# BA Chase Visa offers free companion ticket



## Ken555 (Jan 24, 2013)

Somehow I didn't see this "Travel Together" benefit when I signed up for the BA Chase Visa last year. Though it requires using BA flights with the fuel surcharge, it's likely a good value for a second seat, especially if traveling business, etc.




> Travel Together Ticket
> 
> British Airways has over 300 destinations waiting to be explored, and all of them are better explored together.
> 
> ...



Details: http://www.britishairways.com/travel/red1trav2tcs/public/en_us


----------



## x3 skier (Jan 24, 2013)

Never saw it either when I signed up. Too bad it doesn't apply to code shares. 

Like you say, it could be a good deal. My most recent experiment on a TATL Business Class FF ticket per person was ~$300 on AA and ~$700 on BA. For the extra $100 for two tickets I could have had a better timing for the trip (if it was available).

Cheers


----------



## Ken555 (Jan 24, 2013)

x3 skier said:


> Never saw it either when I signed up. Too bad it doesn't apply to code shares.
> 
> Like you say, it could be a good deal. My most recent experiment on a TATL Business Class FF ticket per person was ~$300 on AA and ~$700 on BA. For the extra $100 for two tickets I could have had a better timing for the trip (if it was available).
> 
> Cheers



Actually, in your example I think AA would still be better, because the surcharge on BA is per person.


----------



## x3 skier (Jan 24, 2013)

Ken555 said:


> Actually, in your example I think AA would still be better, because the surcharge on BA is per person.



You are correct. I didn't catch the "free" ticket requires payment of all the fees and taxes. Once again, BA TATL looses. 

Still the free Avios I picked up on the original card have been a good deal for short hauls in the USA on AA. 

Cheers


----------



## Ken555 (Jan 24, 2013)

x3 skier said:


> You are correct. I didn't catch the "free" ticket requires payment of all the fees and taxes.

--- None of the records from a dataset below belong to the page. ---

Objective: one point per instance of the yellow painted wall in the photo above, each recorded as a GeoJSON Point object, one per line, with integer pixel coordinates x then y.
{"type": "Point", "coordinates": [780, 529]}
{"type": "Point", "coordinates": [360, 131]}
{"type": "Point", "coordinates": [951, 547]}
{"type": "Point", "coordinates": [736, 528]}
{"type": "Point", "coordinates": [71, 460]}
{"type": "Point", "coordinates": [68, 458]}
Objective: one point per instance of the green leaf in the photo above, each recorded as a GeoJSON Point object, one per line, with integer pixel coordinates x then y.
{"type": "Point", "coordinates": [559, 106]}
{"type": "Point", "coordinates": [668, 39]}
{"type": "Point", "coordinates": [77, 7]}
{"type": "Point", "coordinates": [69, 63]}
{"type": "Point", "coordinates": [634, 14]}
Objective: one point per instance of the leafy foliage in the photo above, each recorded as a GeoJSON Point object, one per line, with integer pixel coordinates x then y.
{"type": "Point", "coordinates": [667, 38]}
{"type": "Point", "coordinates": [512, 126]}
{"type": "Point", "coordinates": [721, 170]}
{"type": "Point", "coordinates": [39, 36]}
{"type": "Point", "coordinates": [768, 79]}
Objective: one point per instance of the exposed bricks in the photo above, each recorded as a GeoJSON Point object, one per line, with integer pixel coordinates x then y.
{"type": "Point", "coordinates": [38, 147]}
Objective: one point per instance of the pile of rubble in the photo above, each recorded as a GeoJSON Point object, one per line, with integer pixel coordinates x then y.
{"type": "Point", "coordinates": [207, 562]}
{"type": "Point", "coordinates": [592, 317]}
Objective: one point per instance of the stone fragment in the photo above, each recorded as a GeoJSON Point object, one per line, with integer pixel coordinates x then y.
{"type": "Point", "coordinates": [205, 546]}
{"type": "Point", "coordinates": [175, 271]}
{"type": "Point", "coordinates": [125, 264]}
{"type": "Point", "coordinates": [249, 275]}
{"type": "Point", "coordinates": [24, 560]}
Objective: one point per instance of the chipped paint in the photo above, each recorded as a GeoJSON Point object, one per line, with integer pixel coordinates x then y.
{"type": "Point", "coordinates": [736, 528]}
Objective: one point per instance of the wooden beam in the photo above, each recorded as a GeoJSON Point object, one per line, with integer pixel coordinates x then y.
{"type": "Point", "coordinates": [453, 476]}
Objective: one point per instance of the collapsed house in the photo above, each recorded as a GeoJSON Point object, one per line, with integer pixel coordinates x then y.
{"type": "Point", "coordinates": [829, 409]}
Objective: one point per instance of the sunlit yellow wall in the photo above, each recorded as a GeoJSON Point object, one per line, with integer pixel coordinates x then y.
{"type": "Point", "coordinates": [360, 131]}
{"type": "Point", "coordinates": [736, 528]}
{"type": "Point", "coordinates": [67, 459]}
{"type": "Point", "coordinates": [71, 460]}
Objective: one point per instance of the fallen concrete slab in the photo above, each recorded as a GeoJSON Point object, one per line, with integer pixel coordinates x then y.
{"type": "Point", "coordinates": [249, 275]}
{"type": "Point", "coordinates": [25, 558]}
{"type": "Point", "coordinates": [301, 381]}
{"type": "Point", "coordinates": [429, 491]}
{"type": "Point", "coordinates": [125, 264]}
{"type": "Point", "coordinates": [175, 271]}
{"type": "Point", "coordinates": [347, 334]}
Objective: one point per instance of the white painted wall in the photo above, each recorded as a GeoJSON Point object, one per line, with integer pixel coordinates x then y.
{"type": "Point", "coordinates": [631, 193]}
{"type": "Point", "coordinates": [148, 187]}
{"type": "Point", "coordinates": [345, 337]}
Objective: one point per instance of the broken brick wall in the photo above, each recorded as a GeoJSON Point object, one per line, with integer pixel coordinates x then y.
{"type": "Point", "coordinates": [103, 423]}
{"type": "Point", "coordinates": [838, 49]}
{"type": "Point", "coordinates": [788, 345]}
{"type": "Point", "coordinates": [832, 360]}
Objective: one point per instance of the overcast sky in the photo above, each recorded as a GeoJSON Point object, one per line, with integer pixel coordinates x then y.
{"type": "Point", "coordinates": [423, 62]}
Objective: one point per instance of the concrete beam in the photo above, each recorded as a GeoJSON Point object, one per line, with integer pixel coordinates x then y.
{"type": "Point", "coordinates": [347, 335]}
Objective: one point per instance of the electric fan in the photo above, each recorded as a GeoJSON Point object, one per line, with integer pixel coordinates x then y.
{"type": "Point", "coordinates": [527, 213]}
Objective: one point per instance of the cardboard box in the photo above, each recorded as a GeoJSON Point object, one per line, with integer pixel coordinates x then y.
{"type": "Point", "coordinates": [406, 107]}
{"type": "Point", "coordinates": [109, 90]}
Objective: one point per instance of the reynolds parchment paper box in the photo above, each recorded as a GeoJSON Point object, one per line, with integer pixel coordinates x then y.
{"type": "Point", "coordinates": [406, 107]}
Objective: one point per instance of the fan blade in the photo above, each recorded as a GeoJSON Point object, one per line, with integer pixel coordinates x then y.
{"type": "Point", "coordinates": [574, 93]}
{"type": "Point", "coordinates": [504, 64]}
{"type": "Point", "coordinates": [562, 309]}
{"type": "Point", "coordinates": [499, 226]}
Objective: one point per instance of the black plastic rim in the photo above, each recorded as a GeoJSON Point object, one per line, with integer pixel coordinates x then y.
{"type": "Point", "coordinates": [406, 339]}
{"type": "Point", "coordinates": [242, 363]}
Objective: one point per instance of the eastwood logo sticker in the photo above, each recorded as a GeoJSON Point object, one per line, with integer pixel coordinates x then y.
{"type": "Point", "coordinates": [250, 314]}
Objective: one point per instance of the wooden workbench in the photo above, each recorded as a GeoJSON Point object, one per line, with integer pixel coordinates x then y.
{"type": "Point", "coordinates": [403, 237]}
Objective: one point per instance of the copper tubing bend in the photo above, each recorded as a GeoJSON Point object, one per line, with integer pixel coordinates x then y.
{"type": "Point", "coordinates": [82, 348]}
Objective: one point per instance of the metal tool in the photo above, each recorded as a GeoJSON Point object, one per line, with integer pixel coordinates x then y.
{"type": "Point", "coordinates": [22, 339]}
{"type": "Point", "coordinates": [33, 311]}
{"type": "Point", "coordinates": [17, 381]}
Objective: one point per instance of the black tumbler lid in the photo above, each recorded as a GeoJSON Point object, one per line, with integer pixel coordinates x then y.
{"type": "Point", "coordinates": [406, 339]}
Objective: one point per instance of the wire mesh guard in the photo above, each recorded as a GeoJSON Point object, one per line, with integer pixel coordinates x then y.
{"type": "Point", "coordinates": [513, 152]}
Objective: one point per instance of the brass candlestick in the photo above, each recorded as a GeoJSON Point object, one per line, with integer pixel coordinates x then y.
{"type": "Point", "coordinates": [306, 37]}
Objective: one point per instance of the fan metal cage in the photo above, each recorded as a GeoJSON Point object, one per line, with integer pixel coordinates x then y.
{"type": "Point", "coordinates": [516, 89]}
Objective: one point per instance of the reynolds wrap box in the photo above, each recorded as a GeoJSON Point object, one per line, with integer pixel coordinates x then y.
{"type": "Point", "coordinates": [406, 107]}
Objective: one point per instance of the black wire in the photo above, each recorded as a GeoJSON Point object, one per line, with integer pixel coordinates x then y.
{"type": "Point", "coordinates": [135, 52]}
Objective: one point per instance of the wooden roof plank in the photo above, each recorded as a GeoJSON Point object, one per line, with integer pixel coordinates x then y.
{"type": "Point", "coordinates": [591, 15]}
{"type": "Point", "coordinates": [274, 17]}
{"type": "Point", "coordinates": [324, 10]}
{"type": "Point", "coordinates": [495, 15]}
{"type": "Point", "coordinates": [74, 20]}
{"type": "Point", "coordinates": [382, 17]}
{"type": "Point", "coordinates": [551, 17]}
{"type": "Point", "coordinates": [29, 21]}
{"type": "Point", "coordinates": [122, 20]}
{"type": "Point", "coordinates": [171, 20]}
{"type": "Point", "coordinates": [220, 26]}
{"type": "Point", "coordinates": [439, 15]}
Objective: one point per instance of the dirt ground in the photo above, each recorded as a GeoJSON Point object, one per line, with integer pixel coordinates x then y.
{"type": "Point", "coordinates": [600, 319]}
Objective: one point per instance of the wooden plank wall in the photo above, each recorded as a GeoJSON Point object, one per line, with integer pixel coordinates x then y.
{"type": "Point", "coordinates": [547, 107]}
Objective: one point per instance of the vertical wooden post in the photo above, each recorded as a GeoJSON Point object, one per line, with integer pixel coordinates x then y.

Once again, BA TATL looses.
> 
> Still the free Avios I picked up on the original card have been a good deal for short hauls in the USA on AA.
> 
> Cheers



Yup, I just got a one way to Maui for 12,500 and waiting for my return date to open up to try to get that as well. 

The only thing I missed out on was the 100,000 bonus, which started again about a month after I got the card. Oh, well.


----------



## JudyH (Jan 25, 2013)

Twice we've flown to Europe  BA Business Class and all I have to cough up for my ticket was taxes and fees.  I can do that.


----------



## regatta333 (Jan 25, 2013)

JudyH said:


> Twice we've flown to Europe  BA Business Class and all I have to cough up for my ticket was taxes and fees.  I can do that.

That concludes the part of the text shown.